Monday, Jul. 02, 1979

No Errors?

The Baptists and the Bible

As president of the nation's biggest Protestant group, the 13.2 million-member Southern Baptist Convention, Texas Pastor Jimmy Allen promoted a gargantuan vision of reaching the entire globe for Christ by A.D. 2000. So overwhelming is that task, said he, that "we don't have time nor need to debate the authority and accuracy of the Bible." But at this month's Houston convention, where tempers were as hot as the fiery furnace, the Baptists elected as Allen's successor a man who could not disagree more.

The new president is Adrian Rogers, 48, pastor of an 11,000-member Memphis church and uncompromising champion of biblical "inerrancy." The term means that the Bible's every word was God-inspired, so that as originally written the books were error-free in every detail. The standard summary of Southern Baptist verities, the 1925 "Baptist Faith and Message," declares that the Bible "has God for its author, salvation for its end, and truth, without any mixture of error, for its matter."

Even so, various Southern Baptist seminary professors have criticized the inerrancy theory and entertained the possibility that, for example, Adam and Eve might be symbols for primordial mankind rather than the first human beings.

That was bad enough, but conservatives also feared that questions about things like Adam and Eve would lead to loss of faith in biblical accounts of Jesus Christ.
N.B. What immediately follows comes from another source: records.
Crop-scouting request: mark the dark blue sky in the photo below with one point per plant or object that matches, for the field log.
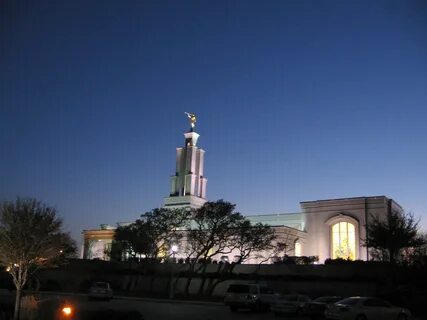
(296, 101)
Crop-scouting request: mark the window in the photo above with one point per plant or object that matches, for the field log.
(297, 249)
(344, 241)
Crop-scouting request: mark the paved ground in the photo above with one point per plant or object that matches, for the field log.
(155, 309)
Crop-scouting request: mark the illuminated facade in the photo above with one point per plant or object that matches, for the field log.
(331, 228)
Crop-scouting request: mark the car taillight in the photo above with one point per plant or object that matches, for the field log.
(343, 308)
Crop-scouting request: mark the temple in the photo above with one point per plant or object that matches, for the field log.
(328, 228)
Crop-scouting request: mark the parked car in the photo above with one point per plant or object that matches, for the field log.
(100, 290)
(290, 304)
(365, 308)
(250, 296)
(315, 309)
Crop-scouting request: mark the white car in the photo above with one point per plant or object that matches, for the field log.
(290, 304)
(249, 296)
(100, 290)
(365, 308)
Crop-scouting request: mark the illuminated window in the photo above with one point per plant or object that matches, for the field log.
(344, 241)
(297, 249)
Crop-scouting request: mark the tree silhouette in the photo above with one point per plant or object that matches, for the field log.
(31, 238)
(388, 237)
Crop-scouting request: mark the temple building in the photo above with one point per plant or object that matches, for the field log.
(329, 228)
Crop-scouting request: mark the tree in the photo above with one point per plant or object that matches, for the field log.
(31, 238)
(250, 239)
(216, 229)
(388, 238)
(153, 234)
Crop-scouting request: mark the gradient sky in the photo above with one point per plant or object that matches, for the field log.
(296, 101)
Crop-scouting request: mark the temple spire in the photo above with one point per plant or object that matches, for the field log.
(188, 185)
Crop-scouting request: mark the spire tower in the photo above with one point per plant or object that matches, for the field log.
(188, 185)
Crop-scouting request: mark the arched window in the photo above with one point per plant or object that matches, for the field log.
(297, 249)
(343, 241)
(344, 232)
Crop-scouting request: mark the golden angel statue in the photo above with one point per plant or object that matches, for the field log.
(192, 118)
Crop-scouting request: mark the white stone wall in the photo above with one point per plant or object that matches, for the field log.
(318, 213)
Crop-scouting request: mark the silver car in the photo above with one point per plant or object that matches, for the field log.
(249, 296)
(100, 290)
(290, 304)
(365, 308)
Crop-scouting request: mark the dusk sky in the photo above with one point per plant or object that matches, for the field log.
(296, 101)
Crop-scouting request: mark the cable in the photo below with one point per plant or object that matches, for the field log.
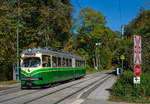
(77, 1)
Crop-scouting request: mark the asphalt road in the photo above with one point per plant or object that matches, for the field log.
(92, 89)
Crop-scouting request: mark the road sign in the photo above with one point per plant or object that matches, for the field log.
(137, 49)
(136, 80)
(137, 70)
(122, 57)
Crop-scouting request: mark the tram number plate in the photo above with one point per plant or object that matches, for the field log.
(28, 78)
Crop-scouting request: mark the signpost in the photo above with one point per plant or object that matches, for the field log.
(137, 58)
(122, 57)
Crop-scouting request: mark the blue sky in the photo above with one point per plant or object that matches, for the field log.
(110, 9)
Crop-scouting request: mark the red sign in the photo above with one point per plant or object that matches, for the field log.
(137, 70)
(137, 49)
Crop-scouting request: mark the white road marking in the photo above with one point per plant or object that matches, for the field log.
(79, 101)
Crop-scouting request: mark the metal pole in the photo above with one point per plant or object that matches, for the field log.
(122, 31)
(122, 66)
(17, 72)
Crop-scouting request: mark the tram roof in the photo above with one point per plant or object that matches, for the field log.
(50, 51)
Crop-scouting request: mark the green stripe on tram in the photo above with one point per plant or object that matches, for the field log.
(24, 73)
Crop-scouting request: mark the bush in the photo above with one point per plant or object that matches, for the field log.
(126, 90)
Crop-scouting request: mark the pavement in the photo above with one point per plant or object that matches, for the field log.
(93, 89)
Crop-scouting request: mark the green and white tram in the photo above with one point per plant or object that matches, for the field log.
(45, 66)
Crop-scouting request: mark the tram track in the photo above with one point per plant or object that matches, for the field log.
(19, 96)
(63, 89)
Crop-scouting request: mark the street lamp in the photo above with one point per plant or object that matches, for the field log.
(18, 58)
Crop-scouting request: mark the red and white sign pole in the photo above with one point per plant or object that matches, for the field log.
(137, 56)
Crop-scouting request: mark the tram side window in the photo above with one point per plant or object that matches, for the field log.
(67, 63)
(77, 63)
(46, 61)
(54, 61)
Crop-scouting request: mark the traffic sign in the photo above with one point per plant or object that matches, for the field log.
(137, 49)
(122, 57)
(137, 70)
(136, 80)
One author cites a 1976 survey at the seminary in Louisville in which nearly one-fourth of the students polled thought it was probably or definitely not true that Jesus walked on water or was virgin-born.

In 1973 the inerrancy militants organized the Baptist Faith and Message Fellowship to turn things around. Adrian Rogers was the group's most prominent founding father and served on its board until last month. Besides that, his Memphis church gives $36,000 a year to the adjacent Mid-America Baptist Seminary, established by those who think the six official Southern Baptist seminaries are soft on Scripture.

Rogers' victory is an example of organized grass-roots resistance to liberal trends in current religious thought and behavior. Conservatives campaigned in 15 states to draw the inerrancy voters to Houston. Rogers will enjoy wide influence and has indirect power over the appointment of seminary board members. He is already on record as being interested in the idea of investigating the seminaries and what they teach.